Flocks of wood pigeons are beginning to appear on the
playing fields, most are young, drab-looking individuals, without distinctive
white neck patches, and they’ll continue to increase in numbers in the next few
weeks, eventually forming into very large flocks by the end of summer. Mixed
tit flocks are forming too, and pre-roosting jackdaws, which now number several
hundred, wheel over the cottage at dusk. It’s the time of year when bird
numbers are at their highest, and food is plentiful. Even so, many species are
difficult to see, hiding in the thick deep green vegetative cover that’s
everywhere now. I can hear young blackcaps begging for food in the hedgerows,
but never see them, and an occasional young speckled robin pops up to take food
from its parent. In the garden it’s all or nothing, one minute just a few
goldfinches, the next a hive of activity as a tit flocks drops in for a while.

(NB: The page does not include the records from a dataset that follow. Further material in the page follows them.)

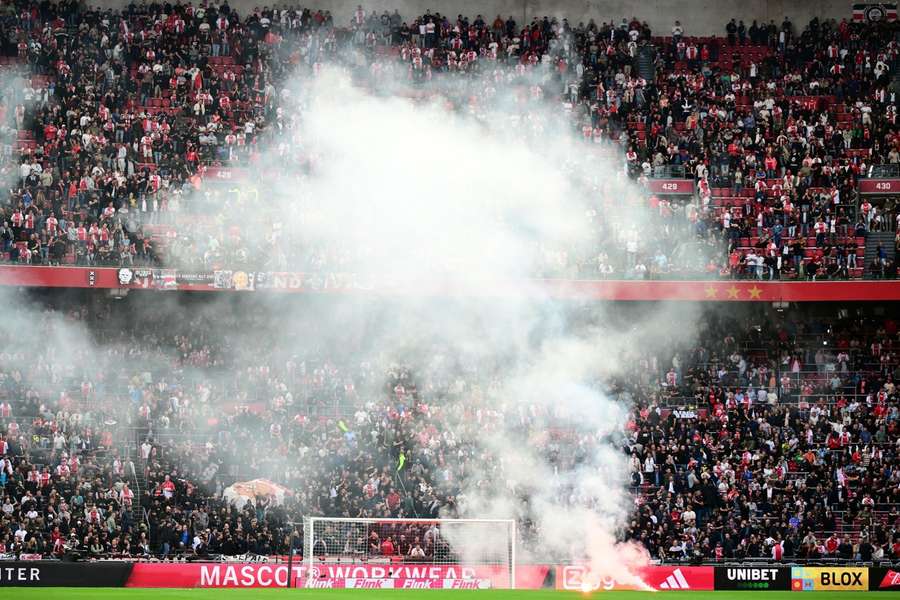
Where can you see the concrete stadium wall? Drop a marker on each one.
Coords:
(699, 17)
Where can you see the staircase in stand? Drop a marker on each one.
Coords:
(886, 239)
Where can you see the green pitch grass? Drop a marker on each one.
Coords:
(281, 594)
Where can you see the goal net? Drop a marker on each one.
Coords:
(409, 553)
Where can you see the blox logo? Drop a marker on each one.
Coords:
(890, 580)
(841, 578)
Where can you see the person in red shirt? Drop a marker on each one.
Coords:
(387, 547)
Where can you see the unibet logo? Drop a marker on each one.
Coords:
(843, 578)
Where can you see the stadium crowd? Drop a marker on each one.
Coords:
(112, 118)
(770, 437)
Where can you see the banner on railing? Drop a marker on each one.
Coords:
(64, 574)
(411, 576)
(883, 579)
(817, 579)
(578, 578)
(753, 578)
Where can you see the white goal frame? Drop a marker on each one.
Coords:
(312, 524)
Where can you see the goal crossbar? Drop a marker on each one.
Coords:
(483, 549)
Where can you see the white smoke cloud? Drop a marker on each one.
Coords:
(417, 193)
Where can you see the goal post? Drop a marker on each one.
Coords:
(447, 553)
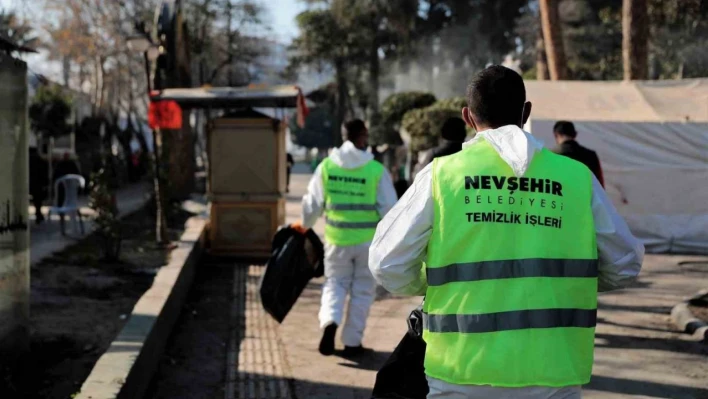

Changing weather patterns in recent years, particularly wet
and cold Mays, has resulted in great variability in bird breeding success, but it
looks like this year has been good. The late spring put back the start of
breeding for many species, and not all will have prospered. It’s far too early
to be sure, but all will be revealed when this year’s results of the BTO’s
Breeding Bird Survey are published. This wonderful tool, a continuation of the
Common Bird Census, has developed into a vital index with which to monitor the
state of the country’s breeding birds.